Council of State confirms: equal pay outweighs dispensation

On 30 April 2025, the Administrative Jurisdiction Division of the Council of State ruled that the Minister of Social Affairs rightly refused to grant DPA dispensation from the universally binding ABU and SFU collective agreements. The ruling (ECLI:NL:RVS:2025:1974) contains six insights that directly affect the remuneration policies of employers and staffing agencies.

Last update: April 9, 2026 · Reading time: 8 minutes

Quick answer

  • Equal pay is the leading motive behind universal binding declarations. Obtaining dispensation is very difficult.
  • A company's own pay system is not a valid argument for exemption from the collective agreement.
  • The burden of proof lies entirely with the employer, not with the minister.

Equal pay as the leading principle

The two most far-reaching rulings go to the core: equal pay is the purpose of universal binding, and a deviating pay system is not a valid counterargument.

Equal pay is the leading motive behind universal binding

Dispensation is rarely granted

  • The Division explicitly confirms that universal binding aims to achieve equal pay within the sector.
  • This is a weighty interest the minister may factor into the rejection of dispensation requests.
  • The argument that adaptation brings 'too much administrative burden' was explicitly rejected.

Deviating pay system is no argument

Impossibility, not complexity

  • DPA argued its pay system fundamentally differs from the ABU and SFU collective agreements.
  • The Division rejects this: DPA has not demonstrated that alignment is impossible.
  • Complexity, costs or organisational burden are insufficient as weighty arguments.

The two-step test: essential differences are not enough

The lower court ruled that the minister had insufficiently motivated that DPA did not essentially differ from other companies.
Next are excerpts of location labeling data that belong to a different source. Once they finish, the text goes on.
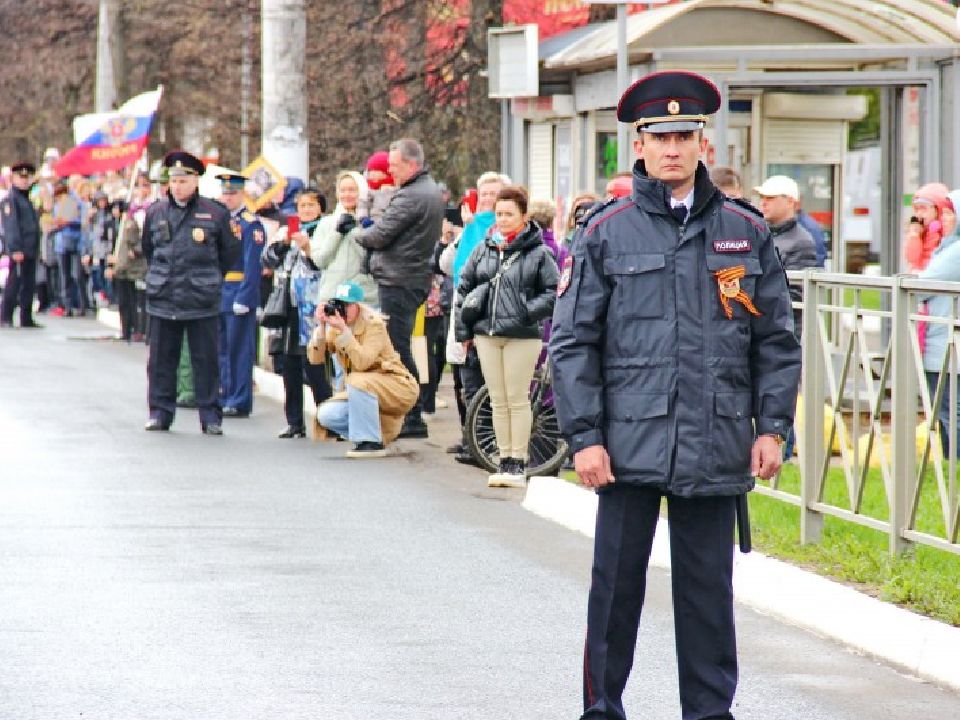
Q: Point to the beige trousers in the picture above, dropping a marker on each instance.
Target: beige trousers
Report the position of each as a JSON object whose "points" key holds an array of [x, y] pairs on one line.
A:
{"points": [[508, 365]]}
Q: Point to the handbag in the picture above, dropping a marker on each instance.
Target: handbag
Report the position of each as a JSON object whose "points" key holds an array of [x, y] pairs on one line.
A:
{"points": [[278, 304], [476, 301], [475, 304]]}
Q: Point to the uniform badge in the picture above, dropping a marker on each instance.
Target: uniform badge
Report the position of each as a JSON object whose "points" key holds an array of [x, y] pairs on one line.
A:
{"points": [[566, 275], [728, 283], [732, 245]]}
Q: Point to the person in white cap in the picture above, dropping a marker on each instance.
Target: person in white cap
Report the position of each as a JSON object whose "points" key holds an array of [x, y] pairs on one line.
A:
{"points": [[779, 202]]}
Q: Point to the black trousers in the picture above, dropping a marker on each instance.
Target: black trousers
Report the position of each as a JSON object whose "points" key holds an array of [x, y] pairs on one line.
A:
{"points": [[701, 556], [296, 369], [435, 330], [400, 305], [467, 380], [21, 281], [166, 340]]}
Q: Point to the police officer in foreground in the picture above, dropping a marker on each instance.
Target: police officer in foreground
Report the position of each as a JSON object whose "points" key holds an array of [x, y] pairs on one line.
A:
{"points": [[189, 245], [676, 373], [21, 241], [239, 302]]}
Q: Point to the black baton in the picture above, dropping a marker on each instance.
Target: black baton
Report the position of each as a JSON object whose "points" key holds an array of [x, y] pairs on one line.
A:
{"points": [[743, 524]]}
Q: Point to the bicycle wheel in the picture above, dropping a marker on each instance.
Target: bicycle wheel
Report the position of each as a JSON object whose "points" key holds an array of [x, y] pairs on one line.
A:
{"points": [[481, 439], [546, 451]]}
The Division corrects this. The Assessment Framework contains two separate thresholds.

1

Step 1: Essential business differences

The minister acknowledges that DPA essentially differs from other companies in the sector. This test is not in dispute. DPA passes the first door.

2

Step 2: Weighty arguments

The real question is whether there are weighty arguments making compliance with the CBA unreasonable. This is the test where DPA fails.

Burden of proof lies with the employer

The Division clarifies that the minister is not required to independently investigate possible justifications for a dispensation request.

It is up to the applicant to motivate and substantiate the request. The minister must assess independently, weigh objections from CBA parties, and may ask the applicant for further substantiation. A thinly motivated dispensation request will fail quickly.

Transition period and procedural interest

The only point where DPA partially prevails. Because DPA had received dispensation for years, the minister should have offered a one-time transition period during which DPA could adapt its pay system.

The absence of a transition period makes the decisions insufficiently careful on that point.
Legal certainty plays a role: an abrupt policy change cannot be imposed without a transition arrangement when an employer has relied on dispensation for years.
DPA/LBV did lose on the ABU-CBA 2017-2019 because that period had already expired. Procedural interest lapses when a CBA period has passed.

What does this mean for pay transparency?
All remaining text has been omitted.